Réalisation technique
La plume est en fonctionnement, en revanche, elle nécessite un assemblage plus robuste (la stabilité du microphone) ainsi que la possibilité de changer de plume aisément. Il s’agira aussi d’essayer différents supports d’inscription (papier, grain du papier, expérimenter d’autres surfaces) et enfin de trouver l’agencement adéquat «main-plume» afin de permettre au poète d’aborder convenablement l’écriture avec cet instrument. Sans oublier l’optimisation du dispositif électroacoustique et éviter l’encombrement des câbles audio et électriques (utilisation de système HF).
Réalisation informatique
Le développement de l’interface numérique se fera avec la programmation modulaire que nous permet MaxMsp. Il s’agira de construire un «patch» de concert qui réunira les modules de traitements, le spatialisateur de l’Ircam, un protocole de communication avec le logiciel Holo-Edit du Gemem qui sert à générer des trajectoires pour le Spat. Comme ces différents modules sont contrôlés par des paramètres déterminés, la partie la plus importante sera d’élaborer une partition électronique regroupant les traitements sonore et la spatialisation à effectuer sur les inscriptions de la plume ainsi que sur la voix, les événements à enclencher tout le long de la lecture/performance. Quel son ? À quel moment ? Quel effet ? Dans quel(s) haut-parleur(s) ? Comment (trajectoires) ? Quelle durée? etc. Cette partition sera écrite, au fur et à mesure de nos recherches et expérimentations dont nous présentons les ébauches dans le dossier artistique.
Réalisation sonore
Création d’espaces acoustiques virtuels :
Nous aurons à marquer les moments, baliser les contours des espaces internes de la poésie (le texte est constitué par le continuum sonore lui-même), afin de pouvoir les anticiper pour les adapter à l’espace externe, aux dimensions de la salle de spectacle et aux capacités de l’écoute collective.
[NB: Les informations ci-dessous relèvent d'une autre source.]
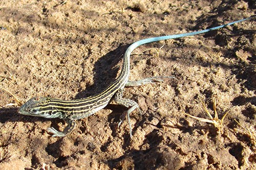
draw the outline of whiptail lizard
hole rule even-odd
[[[22,105],[18,109],[18,112],[27,115],[49,118],[58,117],[64,119],[68,124],[68,126],[66,127],[62,132],[59,132],[52,127],[47,129],[48,132],[53,134],[53,137],[62,137],[66,136],[74,129],[76,124],[74,120],[89,116],[103,108],[114,96],[115,102],[129,108],[127,110],[124,111],[124,115],[127,115],[130,134],[131,137],[132,137],[132,128],[129,115],[131,112],[136,108],[138,108],[140,112],[140,110],[136,102],[122,98],[123,88],[126,86],[137,86],[161,82],[162,80],[161,79],[163,78],[157,77],[138,81],[129,81],[130,58],[131,53],[134,49],[140,45],[148,43],[205,33],[248,20],[255,17],[255,16],[204,30],[181,34],[153,37],[136,41],[128,47],[124,54],[120,75],[102,92],[86,98],[73,100],[62,100],[48,97],[35,97],[31,99]],[[123,118],[118,124],[118,126],[123,120],[125,116],[123,116]]]

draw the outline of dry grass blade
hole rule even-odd
[[[215,113],[215,117],[212,117],[211,115],[210,114],[210,112],[208,111],[206,107],[205,106],[205,104],[200,99],[201,102],[202,102],[202,104],[203,105],[203,108],[205,112],[206,112],[208,116],[210,117],[210,119],[206,119],[206,118],[200,118],[196,116],[193,116],[191,115],[190,115],[187,113],[184,113],[185,115],[187,116],[188,116],[191,118],[196,119],[197,120],[198,120],[201,122],[207,122],[207,123],[209,123],[214,125],[214,126],[217,129],[217,132],[220,132],[222,131],[223,129],[223,122],[225,117],[227,115],[228,112],[225,113],[225,114],[223,115],[222,118],[221,118],[221,120],[219,119],[219,117],[218,115],[218,112],[217,111],[217,107],[216,107],[216,99],[215,97],[214,97],[213,99],[213,108],[214,108],[214,111]]]
[[[7,105],[5,105],[5,106],[20,106],[22,105],[23,103],[22,103],[22,102],[21,101],[21,100],[18,99],[18,98],[17,98],[14,94],[13,94],[11,92],[10,92],[10,91],[9,91],[8,90],[7,90],[7,89],[3,87],[0,87],[0,88],[7,92],[8,93],[9,93],[10,94],[11,94],[13,98],[14,98],[14,101],[15,101],[15,103],[9,103],[9,104],[8,104]]]

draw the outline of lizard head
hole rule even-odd
[[[48,105],[50,100],[48,98],[33,98],[18,108],[18,113],[30,116],[50,118],[51,111],[44,108],[44,106]]]

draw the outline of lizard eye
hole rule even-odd
[[[30,112],[33,114],[37,114],[39,112],[39,109],[37,108],[31,108]]]

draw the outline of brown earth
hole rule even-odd
[[[61,99],[100,92],[118,75],[129,44],[164,35],[195,31],[254,15],[254,1],[1,1],[0,86],[23,103],[35,96]],[[254,19],[255,20],[255,19]],[[114,102],[63,138],[59,119],[17,113],[14,98],[0,90],[1,169],[236,169],[256,168],[255,30],[253,19],[208,34],[138,47],[131,80],[175,79],[125,88],[137,102]],[[163,46],[161,49],[160,47]],[[218,132],[200,101],[214,115],[227,112]]]

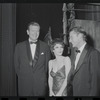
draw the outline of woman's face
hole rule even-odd
[[[63,50],[64,50],[64,47],[61,45],[61,44],[55,44],[54,46],[54,55],[62,55],[63,54]]]

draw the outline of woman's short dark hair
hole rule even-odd
[[[51,43],[51,46],[50,46],[51,52],[52,52],[52,53],[53,53],[53,50],[54,50],[54,46],[55,46],[56,44],[61,44],[63,48],[64,48],[64,46],[65,46],[65,44],[64,44],[64,42],[63,42],[62,39],[60,39],[60,38],[54,39],[54,40],[52,41],[52,43]]]

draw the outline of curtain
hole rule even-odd
[[[0,96],[16,96],[13,54],[16,44],[16,4],[0,4]]]

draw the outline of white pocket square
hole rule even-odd
[[[41,55],[44,55],[44,52],[42,52]]]

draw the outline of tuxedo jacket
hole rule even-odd
[[[100,96],[100,53],[86,44],[68,76],[68,96]]]
[[[40,40],[36,45],[34,60],[32,60],[29,41],[24,41],[16,45],[14,65],[18,76],[19,96],[46,95],[49,60],[49,46]]]

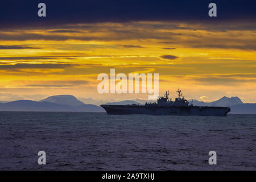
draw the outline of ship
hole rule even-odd
[[[169,98],[170,91],[159,97],[157,103],[146,102],[144,105],[101,105],[108,114],[150,114],[155,115],[200,115],[225,117],[230,111],[229,107],[197,106],[189,105],[181,93],[176,91],[178,97],[174,101]]]

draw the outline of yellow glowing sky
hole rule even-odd
[[[172,97],[179,87],[188,99],[256,102],[256,31],[246,26],[134,22],[2,30],[0,101],[147,98],[97,93],[98,74],[115,68],[159,73],[160,93],[170,90]]]

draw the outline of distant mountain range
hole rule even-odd
[[[226,96],[219,99],[218,100],[211,102],[204,102],[193,100],[189,101],[189,104],[192,104],[194,106],[222,106],[229,107],[238,104],[242,104],[243,102],[237,97],[232,97],[231,98]]]
[[[105,112],[100,106],[85,104],[70,95],[54,96],[39,102],[19,100],[0,104],[1,111]]]
[[[85,100],[91,102],[96,101],[92,98],[84,98],[81,101],[71,95],[53,96],[38,102],[30,100],[18,100],[13,102],[0,101],[0,111],[105,112],[104,109],[99,106],[84,103]],[[102,100],[98,101],[99,102],[98,104],[103,104],[102,101]],[[131,105],[134,104],[143,105],[146,102],[155,102],[156,101],[136,99],[118,102],[105,102],[105,104]],[[189,100],[189,102],[190,104],[199,106],[230,107],[231,111],[229,113],[230,114],[256,114],[256,104],[243,104],[237,97],[232,97],[231,98],[223,97],[218,100],[211,102],[204,102],[196,100]]]

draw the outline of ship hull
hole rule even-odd
[[[108,114],[150,114],[155,115],[226,116],[228,107],[172,106],[152,105],[101,105]]]

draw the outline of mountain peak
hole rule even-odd
[[[72,95],[57,95],[48,97],[39,102],[49,102],[61,105],[68,105],[72,106],[79,106],[84,104]]]

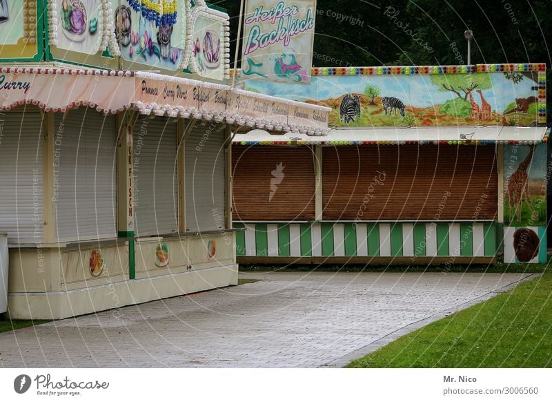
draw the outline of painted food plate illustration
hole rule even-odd
[[[103,271],[103,258],[101,253],[97,250],[92,250],[88,267],[92,276],[99,276]]]
[[[86,7],[81,0],[62,0],[59,14],[63,35],[71,41],[81,42],[87,38],[87,30],[93,35],[98,29],[97,19],[88,19]]]
[[[157,245],[155,249],[155,265],[159,268],[164,268],[168,265],[168,247],[165,243]]]
[[[220,37],[214,30],[205,32],[203,38],[203,57],[207,68],[217,68],[220,65]]]

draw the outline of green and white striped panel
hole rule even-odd
[[[236,223],[239,256],[493,257],[493,222]]]
[[[504,262],[511,264],[518,264],[520,261],[515,256],[515,250],[513,245],[513,233],[518,229],[530,229],[533,231],[539,237],[540,245],[537,256],[533,258],[529,263],[544,264],[546,262],[546,228],[542,227],[507,227],[504,228]]]

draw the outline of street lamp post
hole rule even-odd
[[[464,37],[468,41],[468,66],[471,66],[471,38],[473,37],[473,32],[471,30],[464,31]]]

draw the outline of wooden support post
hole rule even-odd
[[[177,128],[177,175],[178,175],[178,231],[186,232],[186,153],[185,153],[185,134],[186,131],[186,121],[184,119],[178,119]]]
[[[226,146],[224,149],[225,156],[225,180],[224,180],[224,200],[225,216],[226,218],[226,229],[232,229],[232,127],[226,125],[224,129],[224,140]]]
[[[43,146],[42,147],[42,196],[44,203],[44,239],[43,242],[52,245],[56,242],[56,176],[59,175],[59,160],[56,161],[55,153],[55,127],[53,112],[44,113],[42,121],[42,134]]]

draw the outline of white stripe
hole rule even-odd
[[[437,256],[437,224],[426,224],[426,255],[428,257]]]
[[[388,223],[382,223],[379,227],[379,256],[382,257],[391,256],[391,225]]]
[[[278,225],[275,223],[269,223],[266,225],[266,237],[268,243],[268,256],[277,257],[278,250]]]
[[[402,255],[405,257],[414,256],[414,224],[402,224]]]
[[[246,225],[246,256],[247,256],[257,255],[255,227],[255,224]]]
[[[321,257],[322,256],[322,225],[319,223],[315,223],[310,227],[310,242],[313,245],[313,256]]]
[[[485,229],[482,223],[473,224],[473,256],[483,257],[485,255]]]
[[[289,251],[292,257],[301,256],[301,227],[298,223],[289,225]]]
[[[515,227],[504,227],[504,262],[515,263],[515,251],[513,249]]]
[[[357,255],[368,256],[368,229],[366,223],[357,224]]]
[[[460,247],[460,224],[459,223],[448,224],[448,254],[453,257],[460,257],[462,253]]]
[[[336,257],[345,256],[345,230],[342,223],[333,225],[333,251]]]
Cette première étape sera celle du déchiffrage, dans le rapport de l’espace de l’oeuvre à l’espace d’écoute.
Déploiement d’une durée d’écoute :
« …il est possible… de concevoir les moments successifs du temps indépendamment de l’espace, mais lorsqu’on ajoute à l’instant actuel ceux qui le précédaient… ce n’est pas sur ces instants eux-même qu’on opère, puisqu’il sont à jamais évanouis, mais bien sur la trace durable qu’ils nous paraissent avoir laissée dans l’espace en le traversant.» Henri Bergson, Essai sur les données immédiates de la conscience, p.60, Ed. Librairie Félix Alcan, Paris 1914.
(Nous nous pencherons aussi sur la conception Bergsonienne de la mémoire (Matière et Mémoire, 1896)
et comment elle investit cette «trace durable»).
Multiplicité de la voix :
Il faudra chercher et trouver avec une précision toute «musicale» les points de départs, les points de jonctions, les disparitions, les apparitions, les croisement. Les noter sur un relevé graphique pour la performance, être prêt à bien aménager les contrastes dynamiques, réussir les pianissimo… mettre en place les respirations. Il faudra aussi distinguer les moments structurels, pour donner une valeur optimale en choisissant les couples de projecteurs [les espaces virtuels] les plus appropriés au calibre des formes. Ce sera le moment de la mise en place de l’accentuation intentionnelle et significative du texte, augmentée du flux sonore. Le format multi-phonique nous permet maintenant d’organiser nos plans, mouvement et contrastes en figures volontaires, selon une partition, maintenant, en temps réel. Ce qu’un nouveau format autorise, offre un territoire neuf à conquérir. Les sons seront nos intercesseurs pour faire avoisiner les composantes constituantes de ce nouveau territoire.